When the ozone_replication_core_site_safety_valve advanced configuration snippet is set to its default value, Replication Manager does not read its value during the Ozone replication policy run. To mitigate this issue, the default value of ozone_replication_core_site_safety_valve has been set to an empty value. If you have set any key-value pairs for ozone_replication_core_site_safety_valve, then these values are written to core-site.xml during the Ozone replication policy run.

OPSAPS-71424: The 'configuration sanity check' step ignores the replication advanced configuration snippet values during the Ozone replication policy job run

The OBS-to-OBS Ozone replication policy jobs failed when the S3 property values for fs.s3a.endpoint, fs.s3a.secret.key, and fs.s3a.access.key were empty in Ozone Service Advanced Configuration Snippet (Safety Valve) for ozone-conf/ozone-site.xml even when these properties were defined in Ozone Replication Advanced Configuration Snippet (Safety Valve) for core-site.xml. This issue is fixed.

OPSAPS-71256: The “Create Ranger replication policy” action shows 'TypeError' if no peer exists

When you click target Cloudera Manager > Replication Manager > Replication Policies > Create Replication Policy > Ranger replication policy, the TypeError: Cannot read properties of undefined error appears. This issue is fixed now.

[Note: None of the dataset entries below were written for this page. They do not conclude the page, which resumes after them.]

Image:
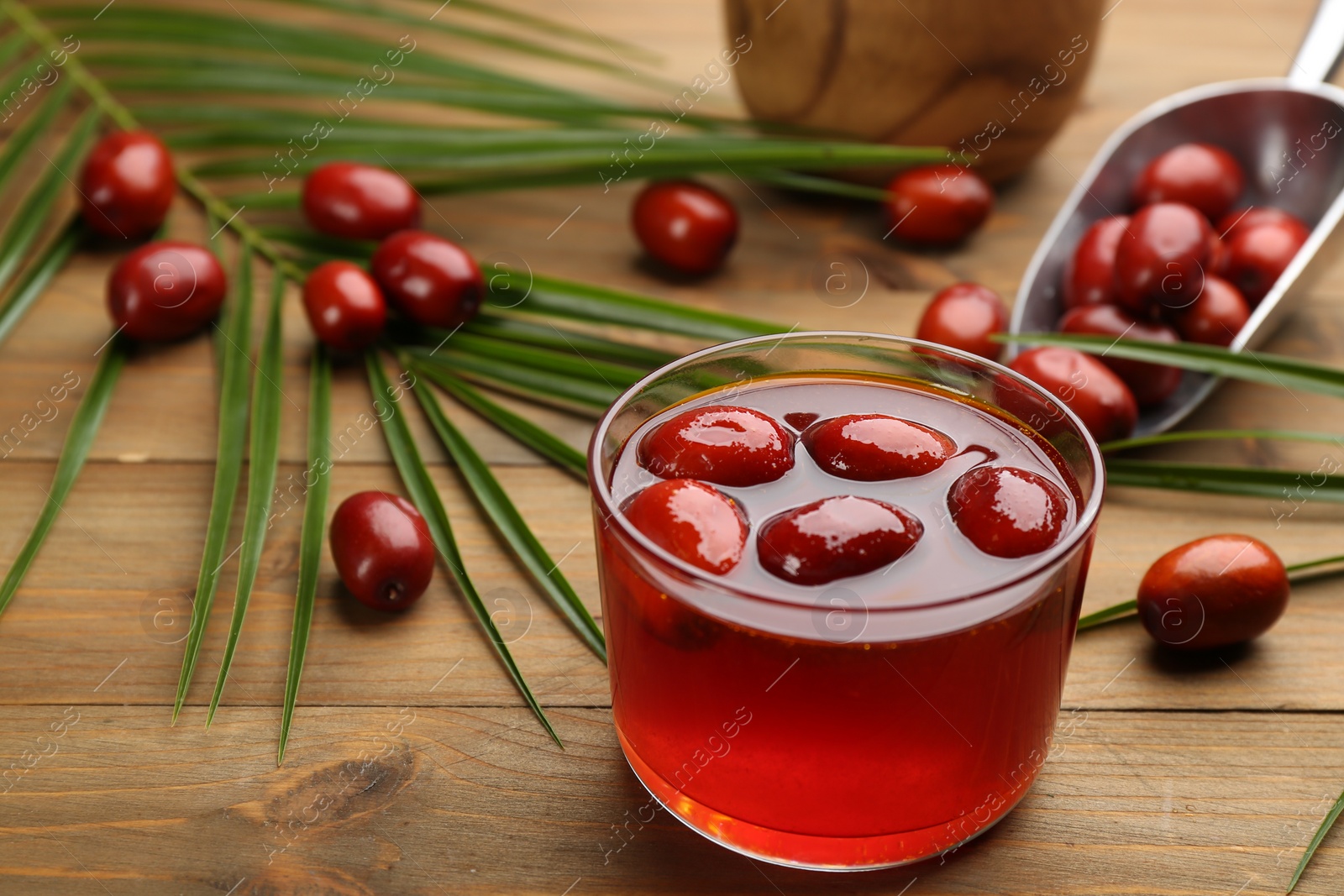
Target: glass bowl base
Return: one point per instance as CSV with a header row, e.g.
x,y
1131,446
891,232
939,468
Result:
x,y
808,851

OPSAPS-71093: Validation on source for Ranger replication policy fails

The Cloudera Manager page would be logged out automatically when you created a Ranger replication policy. This is because the source cluster did not support the getUsersFromRanger or getPoliciesFromRanger API requests. The issue is fixed now, and the required validation on the source completes successfully as expected.

OPSAPS-70848: Hive external table replication policies succeed when the source cluster uses Dell EMC Isilon storage

During the Hive external table replication policy run, the replication policy failed at the Hive Replication Export step. This issue is fixed now.

OPSAPS-70822: Save the Hive external table replication policy on the ‘Edit Hive External Table Replication Policy’ window

Replication Manager saves the changes as expected when you click Save Policy after you edit a Hive replication policy. To edit a replication policy, you click Actions > Edit Configuration for the replication policy on the Replication Policies page.

OPSAPS-70721: QueueManagementDynamicEditPolicy is not enabled with Auto Queue Deletion enabled

Whenever Auto Queue Deletion is enabled, the QueueManagementDynamicEdit policy is not enabled. This issue is fixed now and when there are no applications running in a queue, then its capacity is set to zero.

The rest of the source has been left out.